Opinion 

Truman’s World

‘New urbanism’, from Seaside to Celebration.

Opinion 

Truman’s World

‘New urbanism’, from Seaside to Celebration.

Luis Fernández-Galiano 
21/11/1998


Jim Carey stars in the huge television mock up The Truman Show, which was paradoxically filmed in a real place: the Seaside development in Florida, an emblem of the ‘new urbanism’ of the United States.

Truman Burbank is real and fictional. The main character of Peter Weir’s film is a person who is made to inhabit a giant television studio from the day he is born, so that his life, picked up by thousands of hidden cameras, becomes the subject of a top-rating series: The Truman Show. All those around him – family, friends, co-workers – are actors, but Truman’s innocence stays intact, and this fact is the secret of the program’s popularity. Authentic, while the star of an unending performance, Truman is about the voyeurism of reality shows and the proliferation of simulacra in the contemporary world, but also about deceitful perceptions of reality and the false or feigned nature of our own lives.

Truman’s takes place in an idyllic context: a small American town of wooden houses and white fences that might have been taken straight out of a Norman Rockwell drawing. The setting is so perfect that the viewer can assume it to be simply an enormous set. In fact the screenplay describes it as such, and the producers actually considered building it in their Los Angeles studios. Paradoxically, however, what in the fiction is a set was filmed in a real place: a vacation town on the Florida coast that was built in the eighties by two Miami architects, Andrés Duany and Elizabeth Plater-Zyberk; and a town that became a symbol of America’s ‘new urbanism’.

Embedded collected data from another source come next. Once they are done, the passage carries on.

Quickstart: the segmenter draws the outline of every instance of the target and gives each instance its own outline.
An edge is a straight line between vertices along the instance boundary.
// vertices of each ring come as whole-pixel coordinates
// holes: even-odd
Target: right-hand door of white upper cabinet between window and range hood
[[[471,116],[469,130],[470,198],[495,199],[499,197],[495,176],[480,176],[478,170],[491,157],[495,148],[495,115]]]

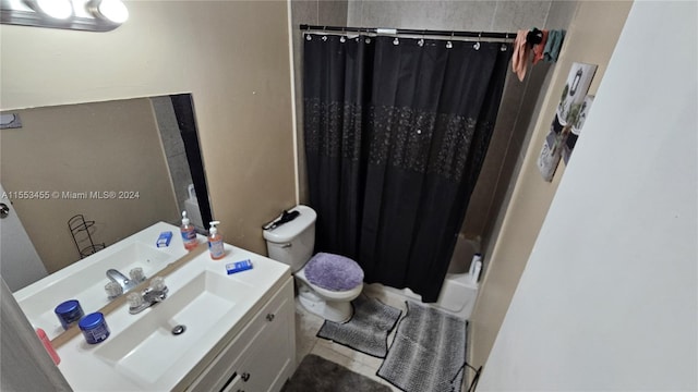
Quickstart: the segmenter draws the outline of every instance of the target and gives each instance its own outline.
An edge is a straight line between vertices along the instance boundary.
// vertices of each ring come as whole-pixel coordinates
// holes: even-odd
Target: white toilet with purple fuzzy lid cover
[[[269,258],[290,266],[298,299],[305,309],[326,320],[345,322],[353,313],[350,302],[363,290],[363,271],[344,256],[313,256],[317,215],[308,206],[288,212],[293,211],[299,212],[293,220],[263,231]]]

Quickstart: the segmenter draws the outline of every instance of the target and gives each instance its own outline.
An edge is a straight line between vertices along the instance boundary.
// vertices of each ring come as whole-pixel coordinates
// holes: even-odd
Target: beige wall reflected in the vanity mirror
[[[160,220],[177,219],[149,99],[15,113],[22,127],[0,131],[0,179],[7,192],[59,194],[12,200],[49,273],[80,259],[68,229],[68,220],[77,213],[95,221],[93,240],[106,245]],[[135,198],[119,198],[135,196],[130,193],[117,194],[117,198],[91,197],[93,192],[110,191],[139,194]],[[71,198],[73,193],[77,198]]]

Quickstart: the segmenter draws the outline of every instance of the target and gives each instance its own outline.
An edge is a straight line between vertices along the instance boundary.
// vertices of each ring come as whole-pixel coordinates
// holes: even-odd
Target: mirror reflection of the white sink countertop
[[[149,240],[154,233],[144,236]],[[53,313],[60,303],[77,299],[85,315],[109,303],[105,292],[108,269],[117,269],[128,277],[132,268],[141,267],[144,274],[151,277],[185,253],[183,248],[157,248],[154,241],[152,244],[137,240],[115,244],[15,292],[14,297],[29,321],[53,339],[63,332]]]

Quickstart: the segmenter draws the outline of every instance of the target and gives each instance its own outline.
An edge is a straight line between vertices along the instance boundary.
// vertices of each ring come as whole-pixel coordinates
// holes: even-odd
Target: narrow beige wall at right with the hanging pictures
[[[598,64],[589,94],[594,94],[618,39],[631,2],[580,1],[546,90],[540,115],[516,181],[512,201],[493,249],[485,255],[485,274],[471,318],[471,360],[485,363],[509,306],[547,208],[564,173],[564,163],[551,183],[538,171],[537,158],[554,115],[573,62]],[[593,107],[592,107],[593,112]],[[582,136],[583,137],[583,136]],[[574,160],[574,155],[571,160]],[[554,295],[554,293],[551,293]]]

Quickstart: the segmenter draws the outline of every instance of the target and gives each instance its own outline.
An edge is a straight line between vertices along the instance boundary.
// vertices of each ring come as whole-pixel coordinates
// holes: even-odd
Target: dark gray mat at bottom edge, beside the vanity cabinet
[[[306,355],[281,392],[390,392],[390,387],[314,354]]]

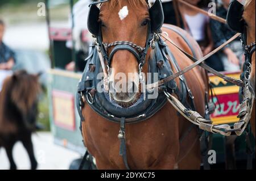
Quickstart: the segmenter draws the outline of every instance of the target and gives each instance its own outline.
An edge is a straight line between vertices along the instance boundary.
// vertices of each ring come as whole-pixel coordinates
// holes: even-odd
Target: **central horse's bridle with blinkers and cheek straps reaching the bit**
[[[158,34],[160,33],[160,28],[163,25],[163,9],[162,4],[157,0],[152,7],[149,8],[151,21],[148,21],[147,24],[147,39],[144,47],[141,47],[131,41],[114,41],[113,43],[106,43],[102,40],[102,31],[101,23],[98,26],[94,26],[93,23],[96,23],[95,17],[99,16],[100,8],[97,8],[96,5],[108,2],[98,1],[90,4],[90,12],[88,16],[88,29],[96,37],[96,47],[98,49],[98,54],[101,61],[101,66],[104,71],[104,87],[105,90],[109,90],[109,77],[110,77],[110,68],[113,60],[113,56],[119,50],[127,50],[134,55],[138,61],[138,73],[139,81],[143,81],[144,76],[142,76],[142,68],[146,62],[146,55],[150,48],[155,48],[155,41],[158,41]],[[155,22],[156,16],[158,16],[158,21]],[[94,18],[94,19],[93,19]],[[108,49],[112,48],[112,51],[108,54]]]

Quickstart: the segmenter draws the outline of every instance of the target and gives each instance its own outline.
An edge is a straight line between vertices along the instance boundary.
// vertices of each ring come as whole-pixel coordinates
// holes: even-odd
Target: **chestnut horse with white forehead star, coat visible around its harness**
[[[127,6],[129,15],[123,20],[119,19],[118,12]],[[104,42],[127,40],[144,47],[147,35],[147,26],[142,26],[149,19],[146,0],[110,0],[102,3],[99,21],[102,26]],[[185,31],[177,27],[176,31],[169,26],[162,30],[167,32],[171,39],[181,48],[192,54],[191,48],[180,36],[182,33],[192,45],[197,58],[202,56],[199,45]],[[167,43],[168,44],[168,43]],[[180,52],[174,45],[168,44],[181,69],[193,62]],[[108,51],[110,52],[110,48]],[[125,58],[124,58],[125,57]],[[146,65],[143,72],[147,73],[147,64],[150,61],[150,52],[146,56]],[[114,54],[112,68],[115,73],[138,74],[138,61],[132,53],[119,50]],[[134,76],[135,83],[138,77]],[[115,81],[111,78],[110,81]],[[204,115],[205,91],[208,90],[207,75],[200,68],[195,68],[185,74],[188,86],[195,96],[196,110]],[[122,80],[125,81],[125,80]],[[179,84],[179,79],[176,79]],[[139,85],[135,85],[139,87]],[[178,85],[179,86],[179,85]],[[113,95],[115,102],[133,103],[137,94]],[[119,156],[120,142],[117,134],[119,124],[112,123],[94,112],[88,104],[82,109],[85,121],[82,122],[82,135],[84,144],[90,154],[96,158],[98,169],[126,169],[122,157]],[[192,128],[190,132],[188,129]],[[184,137],[183,141],[180,138]],[[191,123],[180,116],[171,104],[166,104],[154,116],[137,124],[126,125],[127,160],[131,169],[200,169],[200,142],[198,130],[191,127]]]

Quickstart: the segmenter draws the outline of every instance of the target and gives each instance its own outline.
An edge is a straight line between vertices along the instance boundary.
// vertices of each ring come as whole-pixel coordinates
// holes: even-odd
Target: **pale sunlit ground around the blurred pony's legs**
[[[39,163],[38,169],[68,169],[73,159],[80,158],[80,154],[55,145],[51,133],[36,133],[32,136],[32,141]],[[30,169],[27,152],[20,142],[14,146],[13,153],[18,169]],[[0,149],[0,169],[9,169],[9,160],[4,149]]]

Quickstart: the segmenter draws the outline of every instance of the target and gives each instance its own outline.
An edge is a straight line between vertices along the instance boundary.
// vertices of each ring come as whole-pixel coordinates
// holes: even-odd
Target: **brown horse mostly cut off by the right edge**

If it is ordinarily the set that apes real life, in Truman’s show reality apes a set: the programmatic Seaside of the new urbanists plays the placid Seahaven, and the real buildings of the former pretend to be sets in the latter so as to get across to audiences that Truman performs his life in a vast TV studio. This mind-twisting confusion is nevertheless in tune with the figurative origins of the new urbanism, which fused the commercial nostalgia of American pop with the resistant melancholy of European fundamentalism; the solidarity and innocence of the forties with the somnolent Arcady of the 19th century; and the post-modern liberalism of Robert Venturi with the anti-modern leftism of Leon Krier.

The model for this urbanism is, very prominently, Disneyland’s Main Street, a replica of Walt’s hometown which reconciles Venturi’s festive populism with Krier’s vernacular historicism. Not surprisingly, therefore, the most ambitious project to be undertaken so far by the new urbanists is a Disney development. Celebration, not far from the city of Orlando in Florida, resembles Seaside in every way and has been put forward as a prototype for a real estate revolution that could make the Mickey Mouse multinational the Levitt of the next century, using its experience with the fictional realities of motion pictures and theme parks to manufacture the realistic fictions of the new developments that promise a life that is sedate, conflict-free, smiling and trivial.

This pleasant make-believe existence is the life of Truman, whose very name incorporates the contemporary ambiguity between reality and fiction, for the true man is cynically surnamed Burbank, the Los Angeles area where most large film and television studios are concentrated. Truman Burbank, therefore, is an onomastic oxymoron that reflects our contradictions: we pursue truth, but only know how to make facsimiles; we criticize the sugary falsifications of the new urbanism, but succumb to the narcotic fictions that protect us; we claim to face up to reality, but prefer the media’s analgesic version of it. The world of Truman is our own world. From the depths of the cavern we watch a succession of shadows, and dream of dreaming of being dreamt of.